Warning! Baca cerita ini dapat menyebabkan kantuk, batuk-batuk dan badan bauk :P :D

Khusus buat orang-orang yang cinta sama Gaara. Yang ingin memberikan Gaara obat, yaitu kasih sayang. Love muach muach buat orang yang cinta sama a'ak Gaara hihi

.

.

.

(flash back)

Gaara menatap Karura dari balik pintu kamar. Ia mendapati ibunya sedang memegang sebuah kalung yang indah dan cantik dengan tatapan mata yang sendu namun sambil tersenyum. Yang membuat Gaara tak beranjak dari tempatnya berdiri adalah karena ia berusaha membaca isi hati ibunya melalui raut wajah. Tapi itu sia-sia saja, karena Gaara bukanlah seorang yang dapat membaca atau menebak isi hati orang lain.

"Gaara.. itu kau?" Gaara tersentak. Jangankan membaca isi hati ibunya, ia pun tak menyadari saat mata Karura tertuju kepadanya. Gaara hanya menjawab dengan "hn" sambil menatap ibunya.

"Kemarilah.." pinta Karura sambil tersenyum lembut. Sesaat Gaara mematung, menunduk, kembali menatap ibunya, dan akhirnya menghampiri perempuan dengan rambut sebahu tersebut.

"Apa yang sedang kau perhatikan? Sampai-sampai kau tidak sadar, kalau obyek yang kau pandangi balik memandangimu?" Gaara duduk diatas kasur, tepatnya disebelah Karura.

"Tidak ada, mungkin hanya berusaha memahami isi hati ibuku." Perkataan Gaara membuat mata Karura terbelalak, dan seketika ekspresi itu berganti dengan sebuah senyuman.

"Kau tidak perlu melakukan hal yang seperti itu anakku, jika mengkhawatirkan seseorang, kau bisa menanyakan langsung pada orang tersebut." Gaara menatap Karura, lalu kemudian menggenggam tangan ibunya. Perhatian Karura yang tadinya tertuju pada Gaara, kini berganti pada tangan mereka.

"Apa benda ini, terasa menyakitkan?" Gaara menatap Karura tanpa balasan. Gaara menyadari, setelah perkataannya tadi, tangan ibunya menjadi bergetar dan dingin.

"Iya, tapi ini adalah sebuah harta yang harus terus dijaga." Gaara meringis, kini tangannya tak lagi menggenggam tangan ibunya.

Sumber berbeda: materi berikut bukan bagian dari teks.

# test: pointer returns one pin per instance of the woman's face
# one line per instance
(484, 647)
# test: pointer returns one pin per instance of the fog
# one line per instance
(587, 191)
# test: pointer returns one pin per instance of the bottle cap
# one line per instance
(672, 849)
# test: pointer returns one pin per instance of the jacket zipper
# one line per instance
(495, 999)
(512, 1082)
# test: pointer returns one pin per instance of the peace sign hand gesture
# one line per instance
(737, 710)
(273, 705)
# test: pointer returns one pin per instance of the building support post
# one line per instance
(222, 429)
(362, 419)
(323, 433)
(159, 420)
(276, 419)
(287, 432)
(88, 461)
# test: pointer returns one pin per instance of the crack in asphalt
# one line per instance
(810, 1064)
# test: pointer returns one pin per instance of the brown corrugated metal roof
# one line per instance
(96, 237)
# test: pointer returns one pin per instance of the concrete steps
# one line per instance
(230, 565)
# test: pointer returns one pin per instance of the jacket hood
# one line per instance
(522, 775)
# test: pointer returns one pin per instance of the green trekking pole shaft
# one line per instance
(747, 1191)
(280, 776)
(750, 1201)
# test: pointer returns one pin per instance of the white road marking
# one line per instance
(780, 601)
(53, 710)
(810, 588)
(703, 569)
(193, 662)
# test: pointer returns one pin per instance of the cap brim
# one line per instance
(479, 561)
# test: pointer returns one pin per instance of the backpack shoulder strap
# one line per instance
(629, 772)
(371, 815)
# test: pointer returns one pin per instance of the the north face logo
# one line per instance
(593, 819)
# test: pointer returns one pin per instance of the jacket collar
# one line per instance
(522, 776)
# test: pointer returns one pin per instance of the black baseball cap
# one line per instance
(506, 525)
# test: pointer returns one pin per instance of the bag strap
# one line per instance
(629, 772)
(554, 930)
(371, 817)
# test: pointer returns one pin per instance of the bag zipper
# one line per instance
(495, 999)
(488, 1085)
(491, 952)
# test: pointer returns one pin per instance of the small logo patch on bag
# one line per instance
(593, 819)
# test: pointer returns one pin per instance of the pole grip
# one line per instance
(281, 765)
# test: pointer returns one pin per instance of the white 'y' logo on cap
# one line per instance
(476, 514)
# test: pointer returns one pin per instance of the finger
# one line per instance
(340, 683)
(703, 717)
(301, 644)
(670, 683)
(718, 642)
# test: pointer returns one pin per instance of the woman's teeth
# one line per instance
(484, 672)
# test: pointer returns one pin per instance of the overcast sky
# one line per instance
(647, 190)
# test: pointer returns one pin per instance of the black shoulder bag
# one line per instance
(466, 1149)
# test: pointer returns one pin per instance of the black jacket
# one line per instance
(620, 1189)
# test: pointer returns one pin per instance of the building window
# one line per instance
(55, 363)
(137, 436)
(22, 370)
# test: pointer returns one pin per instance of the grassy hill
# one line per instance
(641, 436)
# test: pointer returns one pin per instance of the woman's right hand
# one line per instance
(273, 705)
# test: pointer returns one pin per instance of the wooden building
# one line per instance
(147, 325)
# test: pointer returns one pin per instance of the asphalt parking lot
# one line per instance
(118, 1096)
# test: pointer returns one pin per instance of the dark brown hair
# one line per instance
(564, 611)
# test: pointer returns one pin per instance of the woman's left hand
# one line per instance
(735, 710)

"Kalau ibu tahu kaktus itu berduri, kenapa ibu masih menggenggamnya?" lagi-lagi perkataan Gaara membuat ibunya membisu sesaat.

"Karena ibu tahu, kaktus yang berduri tersebut akan berbunga dengan indah." Kali ini Gaara lah yang membisu sesaat.

"Walau ibu tahu, itu menyakitkan?" Karura terdiam sebelum melanjutkan.

"Semakin besar rasa cintamu terhadap sesuatu, maka kesakitan itu akan semakin besar pula. Bukan cinta namanya kalau kau tidak terluka olehnya. Cinta itu selalu menyakitkan, rasa indahnya hanya sesaat. Tapi.. dengan rasa sakit itu, mengajarkanmu untuk menghargai rasa kasih sayang yang sebenarnya. Sehingga, bagaimanapun rasa sakitnya, kau tidak akan pernah bisa melepaskannya. Kemudian setelah itu, kau akan merasakan bagaimana indahnya rasa sakit itu, karena cinta." Gaara mengernyitkan dahi, berusaha mencerna semua perkataan ibunya. Walau dipikirkan berkali-kali pun, Gaara tidak akan mengerti, sebelum mengetahui atau merasakan hal yang sama seperti yang dirasakan ibunya.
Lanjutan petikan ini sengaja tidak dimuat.